A few weeks ago, I hiked with some girlfriends. They are young, beautiful mamas and for some reason, they like hiking with me. I have about fifteen years on them and pounds. We hike in some beautiful mountains behind my house. We hike hills. Big, hairy, fat hills that kick us in the butt.
There is a hill on the hike that I felt like sprinting up (I use the word sprint loosely.) I challenged the girls and up we went. Think molasses, pouring uphill, in the winter. Anyway, I kept going to the top. I about died except for the fact that the girls were cheering for me. “Look at her go!” “She’s forty-five and look at her go!” I didn’t think much of it and I am not writing this to brag. If you happened to see me go up the hill, you’d know there is no bragging to be done.
Here’s what struck me days later. I never think, “Look at me, I am forty-five and I can hike/sprint/run up hills! Awesome!” It’s more like this, “You should be doing such and such. You shouldn’t be eating that! You should be moving your bleep. You’re slow!” I’m harsh. I beat myself up. My inner dialogue is brutal. I didn’t even realize it ’til my sweet friends were cheering me on saying they hope they can do what I do when they are forty-five. It shocked me.
I’ve been pondering it ever since and I realize that I want my inner dialogue to cheer for me, not tear me down. I want to see myself as others see me.

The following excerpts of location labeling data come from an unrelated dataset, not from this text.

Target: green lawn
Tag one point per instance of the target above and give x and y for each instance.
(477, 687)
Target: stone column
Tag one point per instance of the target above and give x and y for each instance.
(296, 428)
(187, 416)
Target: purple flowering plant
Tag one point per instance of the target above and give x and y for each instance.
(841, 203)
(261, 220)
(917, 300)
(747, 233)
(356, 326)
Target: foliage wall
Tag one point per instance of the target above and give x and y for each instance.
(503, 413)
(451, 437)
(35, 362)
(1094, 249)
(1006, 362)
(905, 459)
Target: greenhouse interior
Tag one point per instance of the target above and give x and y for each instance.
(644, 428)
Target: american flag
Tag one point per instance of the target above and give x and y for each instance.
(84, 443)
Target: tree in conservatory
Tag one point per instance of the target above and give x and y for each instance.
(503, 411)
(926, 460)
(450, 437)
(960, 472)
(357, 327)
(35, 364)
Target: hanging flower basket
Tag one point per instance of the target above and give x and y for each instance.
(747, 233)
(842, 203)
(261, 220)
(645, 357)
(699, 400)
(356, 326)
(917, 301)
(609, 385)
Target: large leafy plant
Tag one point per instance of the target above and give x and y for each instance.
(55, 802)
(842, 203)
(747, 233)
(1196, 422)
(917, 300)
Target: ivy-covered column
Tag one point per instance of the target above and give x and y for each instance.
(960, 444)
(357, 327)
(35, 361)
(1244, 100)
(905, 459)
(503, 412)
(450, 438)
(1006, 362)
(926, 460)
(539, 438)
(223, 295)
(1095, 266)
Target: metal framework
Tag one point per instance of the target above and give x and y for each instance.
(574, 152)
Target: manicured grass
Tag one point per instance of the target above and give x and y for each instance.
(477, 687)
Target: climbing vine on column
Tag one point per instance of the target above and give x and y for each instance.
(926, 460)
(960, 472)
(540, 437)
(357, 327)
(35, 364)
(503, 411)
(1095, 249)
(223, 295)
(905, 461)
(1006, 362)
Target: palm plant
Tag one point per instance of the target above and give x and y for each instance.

I’m so grateful to those girls for cheering me on. It went deeper than I ever imagined. I am now much more aware of my inner dialogue. I stop myself when I am being harsh with myself. I am praying for a more truthful view of myself. I will fist-pump myself when I sprint up a hill. Because after all, forty-five IS the new jive.
Are you aware of your inner dialogue? What steps can you take to be gentle with yourself in your inner dialogue?